Figure 10 is a kind of schematic diagram of the information security abnormality detection based on distribution of the present invention, including Real-time Alarm
Module, history alarm module, offline abnormality detection modeling module, online abnormality detection module, and knowledge base.
The Real-time Alarm module receives reported from various safety equipments by agreements such as SNMP, syslog in real time
Alarm, and be sent respectively to history alarm module and the abnormal on-line checking model module based on distribution.
The history alarm module, can be used as the backup of alarm time sequence, or offline secure attack is abnormal
Detection model module provides alarm data.
The offline abnormality detection modeling module to the alarm time Series Modeling, and provides the exception based on thresholding
The guide of detection method, the method for detecting abnormality based on recurrence and the method for detecting abnormality based on random distribution.It is described to be based on dividing
The method for detecting abnormality of cloth, by calculate in real time median m, interquartile-range IQR iqr, interval of events k, cycle T,WithSituation is come
Decide whether to select the information security method for detecting abnormality based on distribution.

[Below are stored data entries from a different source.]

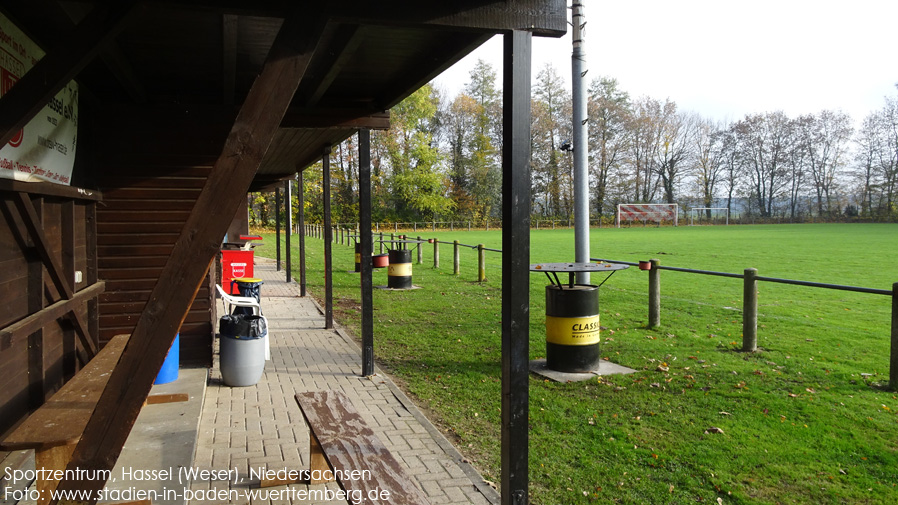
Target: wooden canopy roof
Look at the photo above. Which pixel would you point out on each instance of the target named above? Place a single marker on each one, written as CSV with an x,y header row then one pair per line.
x,y
205,54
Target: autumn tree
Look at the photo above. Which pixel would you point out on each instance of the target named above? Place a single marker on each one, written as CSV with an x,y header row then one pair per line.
x,y
824,138
551,125
764,141
709,160
418,186
608,112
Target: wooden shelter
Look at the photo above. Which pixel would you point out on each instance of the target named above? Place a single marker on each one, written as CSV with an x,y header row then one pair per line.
x,y
184,107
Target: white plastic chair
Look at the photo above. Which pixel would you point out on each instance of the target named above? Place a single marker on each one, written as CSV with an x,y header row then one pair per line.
x,y
230,301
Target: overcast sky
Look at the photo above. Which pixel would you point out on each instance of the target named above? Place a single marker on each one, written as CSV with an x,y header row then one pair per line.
x,y
728,59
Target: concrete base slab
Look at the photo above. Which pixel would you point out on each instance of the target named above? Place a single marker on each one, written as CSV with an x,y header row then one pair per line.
x,y
538,366
163,440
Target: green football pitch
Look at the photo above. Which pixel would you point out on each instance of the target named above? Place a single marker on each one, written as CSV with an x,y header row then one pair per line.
x,y
806,419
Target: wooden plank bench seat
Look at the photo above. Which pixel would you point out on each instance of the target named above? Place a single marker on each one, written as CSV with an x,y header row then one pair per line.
x,y
55,428
343,443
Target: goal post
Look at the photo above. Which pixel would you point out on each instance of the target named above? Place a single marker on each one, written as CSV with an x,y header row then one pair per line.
x,y
655,212
695,210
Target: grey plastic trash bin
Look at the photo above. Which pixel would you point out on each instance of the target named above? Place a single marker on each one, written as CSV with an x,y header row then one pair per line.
x,y
242,349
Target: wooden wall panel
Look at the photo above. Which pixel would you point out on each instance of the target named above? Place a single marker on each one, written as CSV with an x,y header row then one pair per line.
x,y
33,367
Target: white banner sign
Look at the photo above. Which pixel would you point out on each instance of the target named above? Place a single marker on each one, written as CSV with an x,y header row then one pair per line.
x,y
44,150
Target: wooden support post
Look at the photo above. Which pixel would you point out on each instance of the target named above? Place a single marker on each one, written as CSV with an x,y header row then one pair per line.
x,y
654,294
481,264
750,310
277,227
193,253
367,287
515,267
92,275
893,358
328,241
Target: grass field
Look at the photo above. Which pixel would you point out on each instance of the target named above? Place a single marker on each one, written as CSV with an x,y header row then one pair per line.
x,y
797,422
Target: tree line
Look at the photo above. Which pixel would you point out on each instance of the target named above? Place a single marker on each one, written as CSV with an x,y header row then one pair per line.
x,y
441,159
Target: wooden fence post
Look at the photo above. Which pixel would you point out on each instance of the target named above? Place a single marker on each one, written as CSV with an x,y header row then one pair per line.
x,y
654,294
481,264
750,311
893,359
436,253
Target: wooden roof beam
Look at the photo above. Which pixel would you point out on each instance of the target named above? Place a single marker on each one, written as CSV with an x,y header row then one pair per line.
x,y
349,40
539,17
229,58
336,118
59,66
113,57
194,252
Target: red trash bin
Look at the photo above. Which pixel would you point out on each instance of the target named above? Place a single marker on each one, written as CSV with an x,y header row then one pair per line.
x,y
235,263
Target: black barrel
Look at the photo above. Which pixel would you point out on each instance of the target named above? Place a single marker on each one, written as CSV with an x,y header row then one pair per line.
x,y
399,273
572,328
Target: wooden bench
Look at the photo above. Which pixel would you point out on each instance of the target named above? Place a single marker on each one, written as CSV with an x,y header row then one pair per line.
x,y
342,443
54,429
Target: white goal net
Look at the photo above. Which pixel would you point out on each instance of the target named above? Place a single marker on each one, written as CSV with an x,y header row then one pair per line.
x,y
645,212
701,214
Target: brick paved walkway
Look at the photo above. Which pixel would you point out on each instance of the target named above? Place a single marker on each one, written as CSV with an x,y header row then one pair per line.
x,y
262,427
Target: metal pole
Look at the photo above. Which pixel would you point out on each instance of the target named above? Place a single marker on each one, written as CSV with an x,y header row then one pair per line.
x,y
580,140
654,294
515,267
277,227
436,253
420,252
481,264
367,318
288,204
301,218
328,230
750,311
893,358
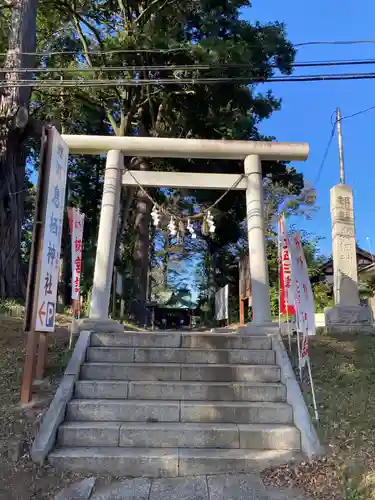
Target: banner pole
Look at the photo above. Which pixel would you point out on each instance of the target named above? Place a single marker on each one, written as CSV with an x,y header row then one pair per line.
x,y
298,347
280,264
312,390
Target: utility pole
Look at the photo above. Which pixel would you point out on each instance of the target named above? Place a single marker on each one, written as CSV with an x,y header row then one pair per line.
x,y
341,148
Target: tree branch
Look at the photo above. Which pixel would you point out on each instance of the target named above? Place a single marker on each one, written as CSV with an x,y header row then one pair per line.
x,y
155,5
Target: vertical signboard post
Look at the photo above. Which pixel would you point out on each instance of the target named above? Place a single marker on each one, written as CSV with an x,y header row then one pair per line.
x,y
44,263
76,221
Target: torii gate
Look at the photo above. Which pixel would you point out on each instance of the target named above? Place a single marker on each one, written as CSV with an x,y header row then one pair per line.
x,y
150,147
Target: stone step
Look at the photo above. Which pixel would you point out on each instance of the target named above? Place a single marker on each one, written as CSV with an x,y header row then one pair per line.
x,y
185,372
180,435
166,462
174,339
178,411
180,355
180,390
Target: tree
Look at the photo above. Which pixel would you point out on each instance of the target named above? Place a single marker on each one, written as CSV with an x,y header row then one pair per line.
x,y
153,46
18,26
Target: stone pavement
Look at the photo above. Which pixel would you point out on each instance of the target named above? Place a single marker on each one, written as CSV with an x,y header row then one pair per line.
x,y
219,487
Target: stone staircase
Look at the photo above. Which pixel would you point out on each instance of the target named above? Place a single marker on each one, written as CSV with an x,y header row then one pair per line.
x,y
177,404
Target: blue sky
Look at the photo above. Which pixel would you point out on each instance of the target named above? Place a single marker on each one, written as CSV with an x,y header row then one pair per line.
x,y
307,107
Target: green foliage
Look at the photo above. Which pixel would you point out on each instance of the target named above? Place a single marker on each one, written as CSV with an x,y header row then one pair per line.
x,y
323,296
185,34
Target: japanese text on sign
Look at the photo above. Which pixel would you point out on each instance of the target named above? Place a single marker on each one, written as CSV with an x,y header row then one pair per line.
x,y
76,221
56,166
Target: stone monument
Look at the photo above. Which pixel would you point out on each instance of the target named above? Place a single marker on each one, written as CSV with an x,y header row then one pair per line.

The online abnormality detection module detects to real-time online Real-time Alarm module institute using the method based on distribution
The exception of report and alarm time series, also, will test result and be reported to related display module or safety analysis's teacher work further
Ground processing.
The knowledge base stores various statistical parameters, method for detecting abnormality and its application scenarios etc..
The foregoing is merely presently preferred embodiments of the present invention, practical range not for the purpose of limiting the invention;It is all according to this
Equivalence changes made by inventing and modification, are considered as the scope of the patents of the invention and are covered.